Introduction

In the USA, around six million pregnancies occur each year (US CDC 2015). However, not all women have a safe term pregnancy and deliver a healthy infant (US CDC 2014). Low birth weight (LBW) is defined as a newborn with weight less than 2500 grams (or 5.5 lb) measured immediately after birth (WHO 1992).Footnote 1 LBW infants may have higher risks of many health problems than infants born with normal weight (US CDC 2012). The health problems not only include infant mortality and/or morbidity (Reynolds et al. 2004; Valero De Bernabé et al. 2004), but also involve adverse health outcomes in later life, such as coronary heart disease, hypertension and type II diabetes (Hales and Barker 1992; Osmond and Barker 2000), stroke (Lawlor et al. 2005), delayed motor and social development or learning disabilities (US CDC 2012), and other adult chronic diseases (Joseph and Kramer 1996). LBW has become an important predictor of infants’ health (Ebisu et al. 2008). According to the data from the United States Centers for Disease Control and Prevention (CDC) (US CDC 2014), 2.6% of live term singleton births in the USA during 2000–2013 are LBW births. This rate varies between 1.3 and 4.8% in different states in the USA. Texas has a yearly LBW rate of 2.5–3.0% during 2000–2013, accounting for 7906–10,363 LBW infants per year.

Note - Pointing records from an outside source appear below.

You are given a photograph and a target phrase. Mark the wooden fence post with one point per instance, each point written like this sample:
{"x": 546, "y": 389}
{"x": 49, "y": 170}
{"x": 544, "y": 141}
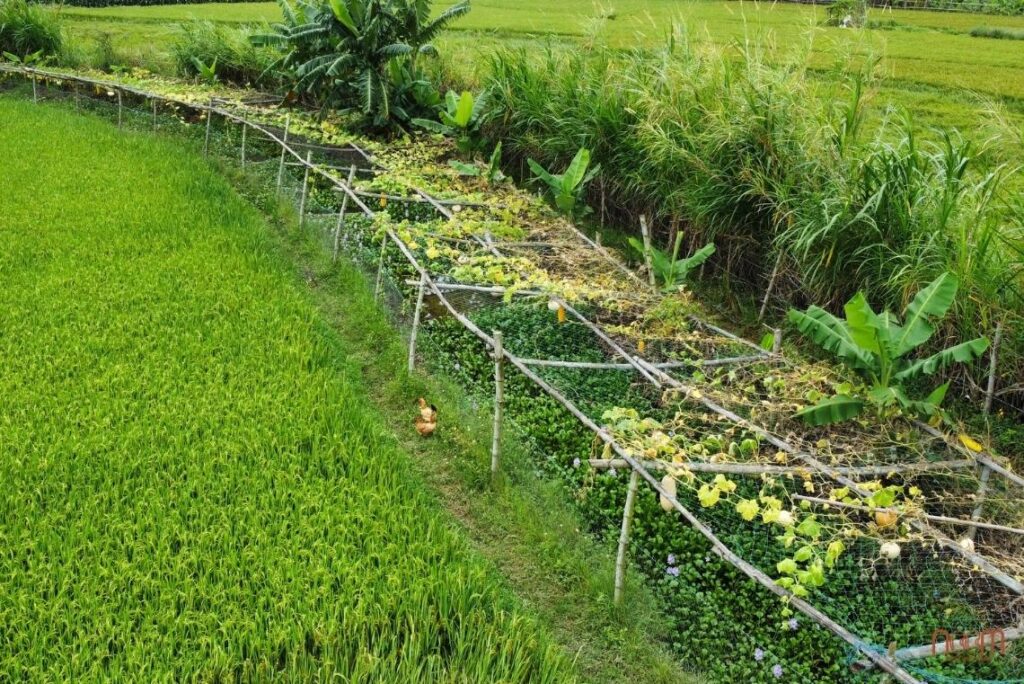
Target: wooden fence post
{"x": 245, "y": 130}
{"x": 624, "y": 537}
{"x": 284, "y": 151}
{"x": 305, "y": 193}
{"x": 993, "y": 359}
{"x": 209, "y": 120}
{"x": 341, "y": 214}
{"x": 645, "y": 231}
{"x": 416, "y": 323}
{"x": 986, "y": 472}
{"x": 496, "y": 438}
{"x": 771, "y": 286}
{"x": 380, "y": 268}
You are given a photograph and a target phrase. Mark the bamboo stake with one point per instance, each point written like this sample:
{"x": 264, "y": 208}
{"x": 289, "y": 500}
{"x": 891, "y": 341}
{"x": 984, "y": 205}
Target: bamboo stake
{"x": 942, "y": 647}
{"x": 718, "y": 546}
{"x": 209, "y": 121}
{"x": 986, "y": 472}
{"x": 416, "y": 324}
{"x": 245, "y": 130}
{"x": 611, "y": 343}
{"x": 305, "y": 193}
{"x": 341, "y": 218}
{"x": 771, "y": 286}
{"x": 380, "y": 267}
{"x": 624, "y": 537}
{"x": 496, "y": 438}
{"x": 284, "y": 151}
{"x": 993, "y": 357}
{"x": 646, "y": 249}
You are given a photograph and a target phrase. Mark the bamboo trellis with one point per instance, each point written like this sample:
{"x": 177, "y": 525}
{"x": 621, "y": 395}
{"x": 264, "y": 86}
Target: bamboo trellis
{"x": 653, "y": 373}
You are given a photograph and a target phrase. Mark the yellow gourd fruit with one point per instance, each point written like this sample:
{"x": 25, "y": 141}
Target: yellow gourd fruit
{"x": 669, "y": 484}
{"x": 885, "y": 518}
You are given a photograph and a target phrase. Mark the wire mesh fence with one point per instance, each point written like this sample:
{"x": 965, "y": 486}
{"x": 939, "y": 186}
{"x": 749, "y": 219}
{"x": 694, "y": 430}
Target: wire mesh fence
{"x": 695, "y": 389}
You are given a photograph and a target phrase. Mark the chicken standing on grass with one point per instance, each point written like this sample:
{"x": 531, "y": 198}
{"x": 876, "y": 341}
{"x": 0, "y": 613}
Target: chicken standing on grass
{"x": 427, "y": 420}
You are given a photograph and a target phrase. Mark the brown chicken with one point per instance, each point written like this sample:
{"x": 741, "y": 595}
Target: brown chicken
{"x": 427, "y": 420}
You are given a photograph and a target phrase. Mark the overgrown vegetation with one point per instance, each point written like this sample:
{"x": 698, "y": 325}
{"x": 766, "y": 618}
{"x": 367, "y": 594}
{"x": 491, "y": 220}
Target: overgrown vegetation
{"x": 708, "y": 600}
{"x": 185, "y": 455}
{"x": 568, "y": 187}
{"x": 878, "y": 347}
{"x": 997, "y": 32}
{"x": 361, "y": 53}
{"x": 745, "y": 153}
{"x": 226, "y": 51}
{"x": 28, "y": 29}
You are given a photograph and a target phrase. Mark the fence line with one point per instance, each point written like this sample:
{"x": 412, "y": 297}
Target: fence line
{"x": 646, "y": 369}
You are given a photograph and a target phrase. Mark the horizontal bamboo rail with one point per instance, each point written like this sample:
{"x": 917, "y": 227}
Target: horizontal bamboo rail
{"x": 656, "y": 376}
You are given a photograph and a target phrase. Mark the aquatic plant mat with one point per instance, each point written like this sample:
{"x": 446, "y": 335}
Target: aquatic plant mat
{"x": 922, "y": 518}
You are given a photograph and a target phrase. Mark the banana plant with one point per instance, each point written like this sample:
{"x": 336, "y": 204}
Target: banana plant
{"x": 567, "y": 187}
{"x": 27, "y": 60}
{"x": 492, "y": 174}
{"x": 207, "y": 73}
{"x": 672, "y": 271}
{"x": 878, "y": 347}
{"x": 462, "y": 119}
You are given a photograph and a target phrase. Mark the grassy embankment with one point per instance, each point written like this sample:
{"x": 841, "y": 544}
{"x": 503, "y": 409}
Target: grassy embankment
{"x": 196, "y": 482}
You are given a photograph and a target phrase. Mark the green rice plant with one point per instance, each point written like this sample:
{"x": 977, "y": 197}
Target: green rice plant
{"x": 567, "y": 187}
{"x": 28, "y": 29}
{"x": 196, "y": 484}
{"x": 878, "y": 348}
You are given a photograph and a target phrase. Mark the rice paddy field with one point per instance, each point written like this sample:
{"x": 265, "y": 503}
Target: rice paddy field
{"x": 196, "y": 487}
{"x": 928, "y": 61}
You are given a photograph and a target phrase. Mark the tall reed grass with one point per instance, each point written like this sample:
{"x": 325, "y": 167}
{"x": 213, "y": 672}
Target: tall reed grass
{"x": 27, "y": 29}
{"x": 743, "y": 147}
{"x": 237, "y": 59}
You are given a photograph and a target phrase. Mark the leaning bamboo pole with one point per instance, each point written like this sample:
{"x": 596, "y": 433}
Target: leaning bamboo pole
{"x": 901, "y": 675}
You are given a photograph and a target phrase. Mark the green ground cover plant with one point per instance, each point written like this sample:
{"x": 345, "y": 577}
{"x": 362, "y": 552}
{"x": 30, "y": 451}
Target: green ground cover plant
{"x": 195, "y": 486}
{"x": 28, "y": 29}
{"x": 708, "y": 601}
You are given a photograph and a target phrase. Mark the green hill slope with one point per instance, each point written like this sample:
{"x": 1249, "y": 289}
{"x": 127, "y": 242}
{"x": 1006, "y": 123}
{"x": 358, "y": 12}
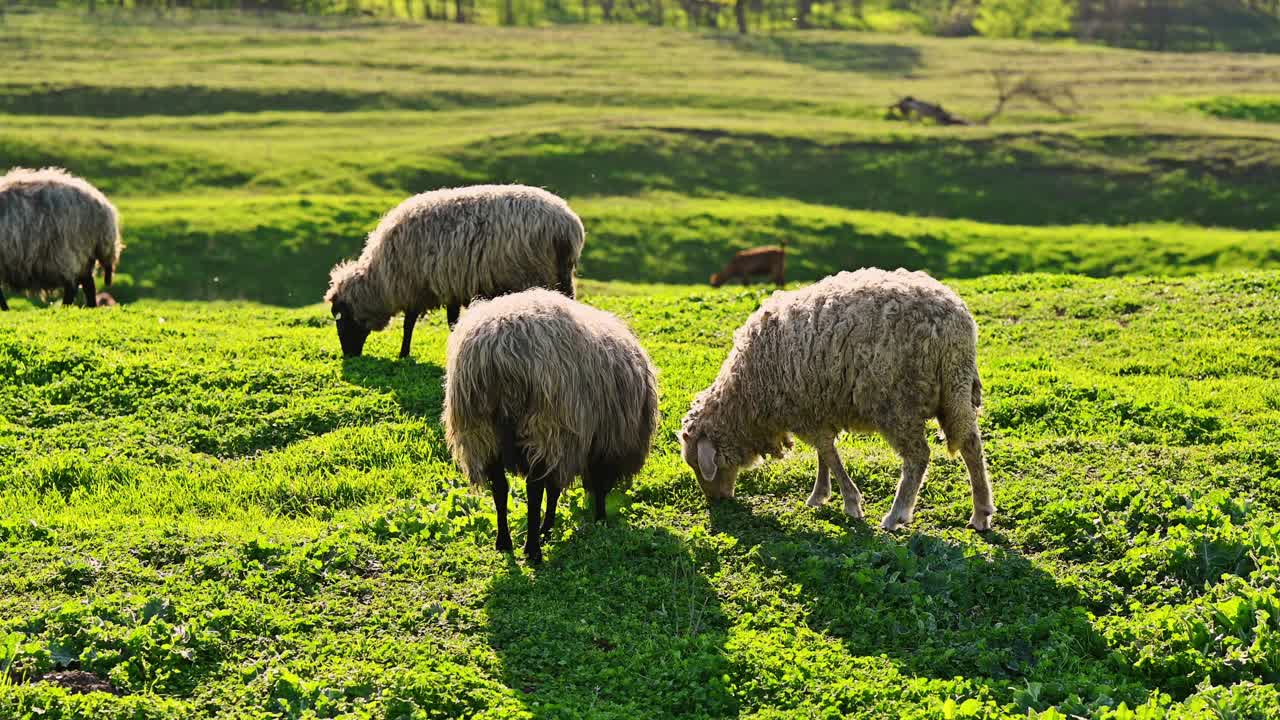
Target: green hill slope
{"x": 206, "y": 506}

LBW is associated with many risk factors, including genetics, maternal characteristics, and behaviors (e.g., younger than 15 years and older than 35 years, smoking, and drinking alcohol), socioeconomic factors (e.g., low income, low educational level, stress, domestic violence, and unmarried), and exposure to environmental risk factors (US CDC 2012; Valero De Bernabé et al. 2004). The potential environmental risk factors include air pollution (Glinianaia et al. 2004; Maisonet et al. 2004; Ritz and Wilhelm 2008; Srám et al. 2005), water contamination (Currie et al. 2013; Villanueva et al. 2005; Yang et al. 2002), lack of surrounding greenness (Dadvand et al. 2012; Laurent et al. 2013), among other factors.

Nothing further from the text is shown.